Jezus gaat naar de hemel
Lucas begint aan zijn tweede boek
1-2Beste Theofilus,
In mijn eerste boek heb ik geschreven over alles wat Jezus gezegd en gedaan heeft. Het eind van dat boek gaat over de dag dat Jezus naar de hemel ging. Op die dag sprak hij met de apostelen, die hij uitgekozen had met hulp van de heilige Geest. Jezus vertelde hun wat ze moesten doen. Daarna ging hij naar de hemel.
3De apostelen hebben gezien dat Jezus na zijn dood weer leefde.

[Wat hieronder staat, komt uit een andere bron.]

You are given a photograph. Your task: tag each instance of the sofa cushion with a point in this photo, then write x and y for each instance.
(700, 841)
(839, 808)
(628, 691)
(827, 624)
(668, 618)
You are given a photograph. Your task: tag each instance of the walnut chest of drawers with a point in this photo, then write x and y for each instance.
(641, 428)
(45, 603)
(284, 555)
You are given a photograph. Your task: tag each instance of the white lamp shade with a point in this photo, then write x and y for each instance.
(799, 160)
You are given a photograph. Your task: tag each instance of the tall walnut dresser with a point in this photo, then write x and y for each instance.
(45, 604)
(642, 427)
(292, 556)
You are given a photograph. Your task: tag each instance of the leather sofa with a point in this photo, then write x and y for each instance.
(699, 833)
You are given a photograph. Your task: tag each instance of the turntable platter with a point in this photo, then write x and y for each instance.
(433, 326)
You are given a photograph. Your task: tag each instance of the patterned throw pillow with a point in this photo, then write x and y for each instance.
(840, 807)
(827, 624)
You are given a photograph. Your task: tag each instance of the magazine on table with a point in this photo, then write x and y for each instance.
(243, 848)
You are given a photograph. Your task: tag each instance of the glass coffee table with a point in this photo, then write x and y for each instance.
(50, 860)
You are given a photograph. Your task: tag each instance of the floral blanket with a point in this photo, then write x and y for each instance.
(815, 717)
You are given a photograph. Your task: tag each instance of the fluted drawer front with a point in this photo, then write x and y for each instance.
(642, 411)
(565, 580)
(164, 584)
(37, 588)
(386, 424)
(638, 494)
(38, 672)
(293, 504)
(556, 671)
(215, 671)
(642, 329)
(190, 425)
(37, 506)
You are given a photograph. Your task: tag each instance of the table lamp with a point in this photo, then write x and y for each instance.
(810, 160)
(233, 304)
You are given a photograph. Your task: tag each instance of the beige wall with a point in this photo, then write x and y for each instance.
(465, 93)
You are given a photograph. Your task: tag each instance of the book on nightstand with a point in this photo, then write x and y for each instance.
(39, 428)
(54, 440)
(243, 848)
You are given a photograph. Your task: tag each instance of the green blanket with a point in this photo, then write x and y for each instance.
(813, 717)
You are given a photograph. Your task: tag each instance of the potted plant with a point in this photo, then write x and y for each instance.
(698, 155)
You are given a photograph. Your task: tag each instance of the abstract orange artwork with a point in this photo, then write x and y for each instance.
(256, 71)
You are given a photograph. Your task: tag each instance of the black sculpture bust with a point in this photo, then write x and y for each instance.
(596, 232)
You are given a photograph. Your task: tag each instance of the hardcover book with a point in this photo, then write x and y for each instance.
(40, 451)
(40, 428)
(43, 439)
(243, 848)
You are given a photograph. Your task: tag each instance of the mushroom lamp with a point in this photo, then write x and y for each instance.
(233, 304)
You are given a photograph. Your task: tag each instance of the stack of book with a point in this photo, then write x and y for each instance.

Hij heeft hun dat op allerlei manieren bewezen, veertig dagen lang. Hij kwam vaak bij hen, en dan sprak hij met hen over Gods nieuwe wereld.
Jezus geeft de apostelen een opdracht
4Op de dag dat Jezus naar de hemel ging, zei hij tegen de apostelen: ‘Jullie moeten in Jeruzalem blijven. Blijf daar wachten. Want mijn Vader heeft beloofd om jullie de heilige Geest te geven. Dat heb ik jullie al verteld. 5Het zal over een paar dagen gebeuren: dan zullen jullie met de heilige Geest gedoopt worden. Dat is anders dan toen Johannes mensen doopte, want Johannes doopte met water.’
6Toen vroegen de apostelen aan Jezus: ‘Heer, is dat dan het moment waarop u koning van Israël zult worden?’ 7Jezus antwoordde: ‘Jullie hoeven niet te weten wanneer dat zal gebeuren. Dat weet alleen mijn Vader. 8Maar jullie zullen kracht krijgen van de heilige Geest. En daarna moeten jullie overal in Jeruzalem over mij vertellen. En in heel Judea en Samaria, en overal op aarde.’
Jezus gaat naar de hemel
9Toen Jezus dat gezegd had, zagen de apostelen hem naar de hemel gaan. Een wolk nam hem mee, zodat ze hem niet meer konden zien.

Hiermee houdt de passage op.